2. Diversité
des types de relations bancaires
La domination du banquier, assise sur un différentiel
d'expertise et de compréhension de la logique commerciale de la relation
établie, est progressivement remise en cause par l'acquisition de ces
éléments par une partie croissante de la population.
Détenues majoritairement par les clients ayant un niveau de capital
culturel, social ou économique élevé, ces «
compétences » permettent d'une part de faire jouer la concurrence
entre les enseignes en cas d'insatisfaction ou de difficultés à
se faire entendre et d'autre part, d'inverser potentiellement la
dissymétrie en utilisant la banque uniquement comme un prestataire de
services dépourvu de tout pouvoir de domination psychologique ou
culturel potentiel (par exemple, en couplant multibancarisation et utilisation
quasi-exclusive de la banque en ligne).
Toutefois, pour reprendre l'argumentation d'Hirschman (1982),
l'efficacité de ces prises de parole des clients est dépendante
de la crédibilité de leur menace de « défection
», et de l'importance qu'y accordent les banques car le départ des
clients aux ressources modestes ne provoque qu'un faible impact
économique.

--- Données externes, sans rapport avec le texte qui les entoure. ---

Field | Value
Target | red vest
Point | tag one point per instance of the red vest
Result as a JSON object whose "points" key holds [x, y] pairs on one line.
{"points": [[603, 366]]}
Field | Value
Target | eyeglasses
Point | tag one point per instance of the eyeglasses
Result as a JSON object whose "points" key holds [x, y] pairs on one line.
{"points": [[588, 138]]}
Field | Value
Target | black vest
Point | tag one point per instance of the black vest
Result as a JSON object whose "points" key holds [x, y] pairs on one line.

Cependant, eux non plus ne sont pas dépourvus de tout
pouvoir de négociation. Le corset organisationnel qui pèse sur
leur action, ainsi que la maîtrise croissante (bien que très
inégale) des nouvelles règles de l'univers bancaire
s'avèrent particulièrement déstabilisante pour les
banquiers.
À l'exception des relations dites de proximité
où les effets de la dissymétrie parviennent à être
maîtrisés, trois types de relations peuvent émerger et
nuire à l'établissement d'un copilotage de qualité : la
sujétion, l'instrumentalisation et le conflit (Guérin, 2000).
Dans le premier cas, le client dominé par le banquier
se soumet à son autorité à la fois parce qu'il ne peut la
contester, mais également par déférence devant une
institution redoutée. L'absence de confiance dans ce type de relation
peut induire des comportements inadaptés. Dans le deuxième cas,
le client renonce à utiliser les services qu'il estime risqués,
par exemple en retirant l'intégralité de ses ressources de son
compte bancaire dès leur versement, maîtrisant mieux la gestion en
espèce. Cette auto-exclusion peut ressembler en partie aux pratiques de
clients autonomes qui cherchent à se soustraire à l'imposition
des normes et autres jugements moraux issus du monde bancaire. Cependant, ces
derniers choisissent ce fonctionnement qu'ils maîtrisent, alors que les
précédents s'auto-excluent pour éviter des risques et
coûts plus grands encore. Enfin, le dernier type de relation
décrit des clients qui veulent se faire entendre par leur banque sans
nécessairement disposer des préalables nécessaires
à la réussite de leur démarche (principalement
l'intérêt commercial). Ces manques se traduiront le plus souvent
par l'inefficacité des démarches et leur transformation en
revendication agressive empêchant, si cela était encore possible,
tout dialogue.
La prestation de services bancaires, qui met en
présence un client et un expert est fondamentalement
dissymétrique. Cependant, la recherche accrue de rentabilité nuit
au copilotage lorsque les clients ont des profils peu recherchés par les
banques. Cela se traduit alors par des types de relation qui nuisent aux
intérêts de l'une ou l'autre des parties (plus souvent le client)
quand ce n'est pas aux deux. Ce sont précisément ces
difficultés qui alimentent le processus d'exclusion bancaire.